Referring again to Table 1, some Regeneron therapies with longer patent lives have been ramping revenue. Dupixent, a therapy for atopic dermatitis and asthma, generated $1.8 billion in revenue in Q1, up 43% y/y. Praluent, a PCSK9 inhibitor for controlling cholesterol, Kevzara for rheumatoid arthritis and Libtayo, a PD-1 antagonist approved for squamous cell carcinoma, each generated over $100 million in revenue, and all are continuing to ramp. Dupixent and Libtayo are likely to see label expansion as trials in new indications are completed. In April the European Commission approved Dupixent for the treatment of severe asthma in children aged 6 to 11. In the U.S., for children aged 6 months to 5 years, the FDA PDUFA date in June 9, 2022. For Libtayo for non-small cell lung cancer the FDUFA date is September 19, 2022.

Pipeline Prospects

In Q1 2022 Regeneron spent $714 for research and development. It has an extensive pipeline consisting mostly of antibodies, well-balanced between Phases 1, 2, and 3. Because the pipeline is so large, here I can only point mention a couple of potential therapies.

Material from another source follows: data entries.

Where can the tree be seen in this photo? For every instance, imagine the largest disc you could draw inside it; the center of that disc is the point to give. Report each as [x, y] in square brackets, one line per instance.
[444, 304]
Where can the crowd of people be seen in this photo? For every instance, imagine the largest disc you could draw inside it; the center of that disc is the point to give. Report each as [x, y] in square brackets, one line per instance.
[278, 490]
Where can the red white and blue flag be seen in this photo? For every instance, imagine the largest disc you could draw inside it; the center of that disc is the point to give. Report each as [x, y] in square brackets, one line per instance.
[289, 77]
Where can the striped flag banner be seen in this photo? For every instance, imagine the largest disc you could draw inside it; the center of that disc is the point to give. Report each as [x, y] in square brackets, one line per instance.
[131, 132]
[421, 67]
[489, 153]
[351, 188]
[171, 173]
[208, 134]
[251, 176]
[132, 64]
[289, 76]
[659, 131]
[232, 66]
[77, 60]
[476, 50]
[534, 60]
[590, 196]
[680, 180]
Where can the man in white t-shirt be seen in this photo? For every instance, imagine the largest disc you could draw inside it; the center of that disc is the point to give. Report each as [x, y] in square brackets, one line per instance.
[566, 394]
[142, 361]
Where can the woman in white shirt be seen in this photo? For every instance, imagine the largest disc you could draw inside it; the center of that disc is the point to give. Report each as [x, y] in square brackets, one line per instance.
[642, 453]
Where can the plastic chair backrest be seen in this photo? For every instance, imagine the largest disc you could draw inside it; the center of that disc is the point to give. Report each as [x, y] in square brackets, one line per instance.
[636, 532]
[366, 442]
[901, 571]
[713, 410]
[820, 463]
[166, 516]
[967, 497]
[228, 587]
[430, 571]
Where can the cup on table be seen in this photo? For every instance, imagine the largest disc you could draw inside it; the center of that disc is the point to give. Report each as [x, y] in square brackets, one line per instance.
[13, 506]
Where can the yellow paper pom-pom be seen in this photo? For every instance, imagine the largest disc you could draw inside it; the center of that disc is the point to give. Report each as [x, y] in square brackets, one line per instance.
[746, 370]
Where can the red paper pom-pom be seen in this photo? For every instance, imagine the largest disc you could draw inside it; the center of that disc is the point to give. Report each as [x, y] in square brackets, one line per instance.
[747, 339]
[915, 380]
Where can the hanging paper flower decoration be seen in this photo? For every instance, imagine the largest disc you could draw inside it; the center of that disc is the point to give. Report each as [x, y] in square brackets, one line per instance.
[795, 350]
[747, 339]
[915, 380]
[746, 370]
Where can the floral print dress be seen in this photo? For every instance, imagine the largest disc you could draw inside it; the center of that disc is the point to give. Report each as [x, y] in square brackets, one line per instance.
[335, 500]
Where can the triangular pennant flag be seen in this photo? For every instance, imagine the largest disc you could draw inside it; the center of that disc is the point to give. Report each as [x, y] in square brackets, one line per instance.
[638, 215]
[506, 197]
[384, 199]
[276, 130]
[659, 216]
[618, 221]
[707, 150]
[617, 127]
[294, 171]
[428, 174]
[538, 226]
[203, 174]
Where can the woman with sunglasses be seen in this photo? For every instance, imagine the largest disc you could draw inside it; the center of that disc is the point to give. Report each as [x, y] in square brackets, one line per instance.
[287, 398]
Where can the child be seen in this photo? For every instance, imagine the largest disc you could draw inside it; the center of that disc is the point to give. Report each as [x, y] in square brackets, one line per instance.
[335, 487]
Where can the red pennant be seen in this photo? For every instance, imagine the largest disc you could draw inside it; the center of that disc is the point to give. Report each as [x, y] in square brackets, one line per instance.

In addition, given its cash balances, Regeneron is capable of buying promising clinical-stage therapies, or even entire companies. For instance, in May 2022, Regeneron acquired Checkmate Pharmaceuticals at a total equity value of approximately $250 million. This is the first time Regeneron has acquired an entire company.

In the unusual category are REGN1908-1909 and REGN5713-5715, which are for allergies to cats and to birch. While I do not think very much can be charged for an allergy medicine, the numbers of people who might get prescriptions is a large multiplier. They are in Phase 3 trials. If FDA approval is gained, I expect other targets will get pushed through the pipeline. At the other end of the price and severity spectrum we have fianlimab, a LAG-3 antibody for treating first-line metastatic melanoma, also in Phase 3.

In Phase 2, going outside the antibody box, Regeneron has cemdisiran, a C5-targetting RNAi potential therapy for immunoglobin A nephropathy. Evinacumab is an antibody for possible prevention of acute pancreatitis. Among the Phase 2 cancer therapies is REGN5458, a BCMA X CD3 antibody targeting multiple myeloma.

The takeaway is that, with a proven track record and many shots at FDA approval in a wide variety of diseases, revenue from newly approved drugs is likely to grow over time.

Conclusion

I think the safe course is to assume that Eylea revenue will be eroded to a large extent by the end of the decade. I also would plan on Regen-Cov revenue to wind down over time. Despite that, I am optimistic for the long run. Approved and pipeline drugs will likely eventually surpass current levels. That leaves the question of whether today’s stock price is a good entry point. It closed on July 15 at $607.54 per share. That is a bit south of midrange for the past year, which has seen a 52-week low of $538.18 and 52-week high of $747.42. Currently the forward P/E (price-to-earnings) ratio is 13.96. That is a return on capital of 7%. With so many unknowns going forward, despite potential upside, that return is lower than I like to pursue. On the plus side is the cash balance. I will be listening in and taking notes on the Q2 conference on August 3 for anything that might tip me in one direction or another. But given the decline in biotechnology stocks this last year, there are a large number of them that are more clearly undervalued, so I am neutral on Regeneron. I could buy some if the price dipped or a pipeline event gave me more confidence in its profitability between 2025 and 2030.